As you plan your transition from CACI International into retirement, understanding the company's benefit structure can help you make more informed decisions. According to publicly available information, CACI International does not maintain a traditional defined benefit pension plan, making your 401(k) plan and personal savings the primary vehicles for retirement income. CACI International does not appear to offer a formal retiree healthcare program, so healthcare coverage planning before Medicare eligibility at age 65 is an important consideration.

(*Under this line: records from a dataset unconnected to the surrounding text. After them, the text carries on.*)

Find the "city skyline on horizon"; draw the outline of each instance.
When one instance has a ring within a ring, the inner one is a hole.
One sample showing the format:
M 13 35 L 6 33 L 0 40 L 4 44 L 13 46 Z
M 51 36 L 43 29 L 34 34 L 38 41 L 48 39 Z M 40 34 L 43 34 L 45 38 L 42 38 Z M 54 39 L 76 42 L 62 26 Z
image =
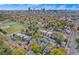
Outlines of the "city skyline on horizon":
M 28 10 L 42 9 L 46 10 L 79 10 L 79 4 L 0 4 L 0 10 Z

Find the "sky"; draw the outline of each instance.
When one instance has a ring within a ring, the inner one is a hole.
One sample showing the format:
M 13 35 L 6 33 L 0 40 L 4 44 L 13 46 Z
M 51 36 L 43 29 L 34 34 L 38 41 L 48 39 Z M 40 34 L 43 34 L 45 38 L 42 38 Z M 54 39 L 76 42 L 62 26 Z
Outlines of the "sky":
M 0 4 L 0 10 L 28 10 L 28 8 L 46 10 L 79 10 L 79 4 Z

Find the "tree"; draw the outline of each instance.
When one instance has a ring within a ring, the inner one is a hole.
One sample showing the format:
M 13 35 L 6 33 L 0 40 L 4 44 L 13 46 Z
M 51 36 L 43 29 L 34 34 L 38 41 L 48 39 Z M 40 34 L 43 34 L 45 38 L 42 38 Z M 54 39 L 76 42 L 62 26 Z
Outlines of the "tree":
M 25 54 L 25 50 L 22 47 L 17 47 L 17 48 L 12 50 L 12 54 L 13 55 L 24 55 Z
M 76 39 L 76 42 L 79 43 L 79 38 Z
M 41 52 L 41 47 L 37 43 L 32 43 L 30 48 L 34 53 L 40 53 Z
M 54 48 L 52 50 L 50 50 L 50 55 L 63 55 L 64 52 L 60 49 Z
M 64 40 L 64 36 L 63 34 L 58 34 L 54 37 L 54 40 L 58 43 L 58 44 L 61 44 L 61 41 Z

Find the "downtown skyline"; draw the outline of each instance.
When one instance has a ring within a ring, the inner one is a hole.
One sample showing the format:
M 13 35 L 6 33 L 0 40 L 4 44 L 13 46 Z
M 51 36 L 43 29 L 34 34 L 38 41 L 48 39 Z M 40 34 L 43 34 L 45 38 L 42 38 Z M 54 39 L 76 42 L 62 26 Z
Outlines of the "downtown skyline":
M 42 9 L 46 10 L 79 10 L 79 4 L 0 4 L 0 10 L 28 10 Z

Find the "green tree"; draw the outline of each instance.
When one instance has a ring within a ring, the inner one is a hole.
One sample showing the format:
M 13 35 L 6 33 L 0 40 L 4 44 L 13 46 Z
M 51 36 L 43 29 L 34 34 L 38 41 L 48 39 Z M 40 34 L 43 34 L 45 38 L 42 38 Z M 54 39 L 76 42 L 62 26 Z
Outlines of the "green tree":
M 50 50 L 50 55 L 63 55 L 63 51 L 57 48 Z
M 41 47 L 36 43 L 32 43 L 30 48 L 34 53 L 40 53 L 41 52 Z

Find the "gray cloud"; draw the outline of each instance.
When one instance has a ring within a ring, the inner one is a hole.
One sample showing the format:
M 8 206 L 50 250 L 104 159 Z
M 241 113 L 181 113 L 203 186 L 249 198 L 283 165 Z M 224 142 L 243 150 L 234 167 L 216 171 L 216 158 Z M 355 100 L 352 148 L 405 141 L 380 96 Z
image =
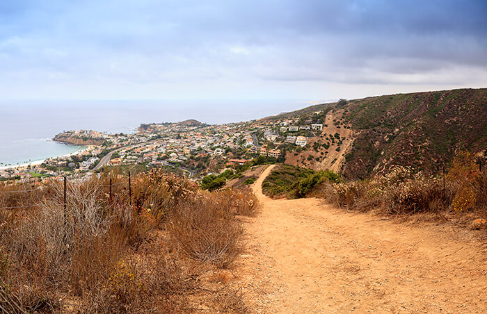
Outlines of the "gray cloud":
M 481 1 L 4 2 L 0 92 L 12 97 L 26 83 L 53 97 L 67 96 L 62 86 L 74 97 L 124 97 L 127 87 L 177 97 L 184 86 L 217 97 L 225 85 L 238 98 L 257 83 L 268 97 L 279 82 L 296 97 L 310 92 L 298 82 L 486 83 Z

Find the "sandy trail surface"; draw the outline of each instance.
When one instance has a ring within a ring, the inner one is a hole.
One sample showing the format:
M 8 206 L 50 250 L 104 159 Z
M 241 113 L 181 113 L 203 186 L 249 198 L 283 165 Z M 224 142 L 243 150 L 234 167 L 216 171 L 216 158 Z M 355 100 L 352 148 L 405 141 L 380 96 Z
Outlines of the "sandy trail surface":
M 482 243 L 442 226 L 262 195 L 236 265 L 255 313 L 487 313 Z

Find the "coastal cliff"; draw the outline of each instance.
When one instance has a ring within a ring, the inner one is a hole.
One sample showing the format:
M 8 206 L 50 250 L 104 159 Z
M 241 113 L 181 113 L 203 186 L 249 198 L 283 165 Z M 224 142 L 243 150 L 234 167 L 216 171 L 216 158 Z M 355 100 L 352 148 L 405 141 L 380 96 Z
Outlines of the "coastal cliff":
M 53 138 L 57 142 L 62 142 L 67 144 L 72 144 L 74 145 L 93 145 L 102 146 L 105 143 L 105 139 L 103 138 L 93 138 L 86 134 L 77 134 L 72 133 L 61 133 L 57 134 Z

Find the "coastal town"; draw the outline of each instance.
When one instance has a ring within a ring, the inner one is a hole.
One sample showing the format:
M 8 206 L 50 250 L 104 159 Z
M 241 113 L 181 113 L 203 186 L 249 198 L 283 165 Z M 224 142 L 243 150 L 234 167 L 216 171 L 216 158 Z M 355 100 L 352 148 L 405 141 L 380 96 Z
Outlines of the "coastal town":
M 286 154 L 309 148 L 309 139 L 321 134 L 324 119 L 319 114 L 314 113 L 314 119 L 263 119 L 219 125 L 193 119 L 143 124 L 129 134 L 65 131 L 53 140 L 87 148 L 42 163 L 3 167 L 0 169 L 0 179 L 80 178 L 107 166 L 129 170 L 137 166 L 143 171 L 164 167 L 197 179 L 260 156 L 283 162 Z

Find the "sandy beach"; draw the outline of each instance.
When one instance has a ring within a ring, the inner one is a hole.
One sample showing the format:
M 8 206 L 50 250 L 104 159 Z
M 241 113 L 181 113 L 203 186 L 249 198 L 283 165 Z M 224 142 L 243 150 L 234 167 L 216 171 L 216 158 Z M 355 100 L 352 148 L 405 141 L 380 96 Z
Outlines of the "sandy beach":
M 84 149 L 79 149 L 78 151 L 74 151 L 74 152 L 70 153 L 70 154 L 66 154 L 65 155 L 60 155 L 60 156 L 56 156 L 54 157 L 49 157 L 47 158 L 40 159 L 38 160 L 33 160 L 33 161 L 31 161 L 29 163 L 24 163 L 22 164 L 19 164 L 19 165 L 16 164 L 16 165 L 6 165 L 6 166 L 0 166 L 0 170 L 6 170 L 7 169 L 12 169 L 12 168 L 18 169 L 19 170 L 25 170 L 29 165 L 31 167 L 32 167 L 32 166 L 42 165 L 45 161 L 46 161 L 47 159 L 50 159 L 50 158 L 56 159 L 56 158 L 58 158 L 70 157 L 70 156 L 72 156 L 74 155 L 78 155 L 78 154 L 83 153 L 85 151 L 90 151 L 93 150 L 95 149 L 95 146 L 89 145 L 87 148 L 86 148 Z

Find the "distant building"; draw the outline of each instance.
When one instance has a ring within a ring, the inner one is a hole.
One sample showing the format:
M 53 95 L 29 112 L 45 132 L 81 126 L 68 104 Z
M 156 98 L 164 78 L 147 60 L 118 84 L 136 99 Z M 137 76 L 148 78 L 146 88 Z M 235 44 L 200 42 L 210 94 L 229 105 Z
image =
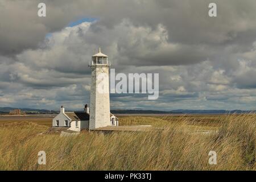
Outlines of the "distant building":
M 20 109 L 16 109 L 10 111 L 10 114 L 21 114 L 22 111 Z

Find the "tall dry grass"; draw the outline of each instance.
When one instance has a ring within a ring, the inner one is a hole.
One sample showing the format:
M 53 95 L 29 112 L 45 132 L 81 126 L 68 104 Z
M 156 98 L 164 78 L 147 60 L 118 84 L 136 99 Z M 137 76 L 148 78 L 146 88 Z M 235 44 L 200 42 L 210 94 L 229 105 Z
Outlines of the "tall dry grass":
M 76 136 L 38 135 L 47 127 L 23 122 L 0 127 L 2 170 L 255 170 L 254 114 L 219 117 L 209 133 L 197 131 L 198 123 L 181 117 L 121 119 L 123 125 L 152 124 L 162 131 L 88 131 Z M 130 120 L 129 120 L 130 119 Z M 146 122 L 147 120 L 147 123 Z M 200 124 L 200 123 L 199 123 Z M 209 129 L 209 128 L 208 128 Z M 38 153 L 46 152 L 46 165 L 38 164 Z M 217 165 L 208 163 L 210 151 Z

We encourage you to review your Summary Plan Description (SPD) or speak with CACI International's HR or benefits team for the most current details.
What type of retirement savings plan does CACI International offer to its employees?
CACI International offers a 401(k) Savings Plan to help employees save for retirement.
How can I enroll in the CACI International 401(k) Savings Plan?
Employees can enroll in the CACI International 401(k) Savings Plan through the company’s HR portal or by contacting the HR department for assistance.
Does CACI International match employee contributions to the 401(k) plan?
Yes, CACI International provides a matching contribution to the 401(k) plan, which helps employees increase their retirement savings.
What is the maximum contribution limit for the CACI International 401(k) Savings Plan?
The maximum contribution limit for the CACI International 401(k) Savings Plan is determined by the IRS guidelines, which are updated annually.
Can I change my contribution rate to the CACI International 401(k) Savings Plan at any time?
Yes, employees can change their contribution rate to the CACI International 401(k) Savings Plan at any time, subject to certain restrictions.
What investment options are available in the CACI International 401(k) Savings Plan?
The CACI International 401(k) Savings Plan offers a variety of investment options, including mutual funds, stocks, and bonds.
When can I access my funds from the CACI International 401(k) Savings Plan?
Employees can access their funds from the CACI International 401(k) Savings Plan upon reaching retirement age, or in cases of hardship, as defined by the plan.
Does CACI International allow for loans against my 401(k) savings?
Yes, CACI International allows employees to take loans against their 401(k) savings, subject to specific terms and conditions outlined in the plan.
What happens to my CACI International 401(k) Savings Plan if I leave the company?
If you leave CACI International, you can either roll over your 401(k) savings into another retirement account, cash out, or leave the funds in the plan, depending on the balance.
Is there a vesting schedule for the CACI International 401(k) Savings Plan?
Yes, CACI International has a vesting schedule for employer contributions, which determines how much of the employer match you can keep if you leave the company.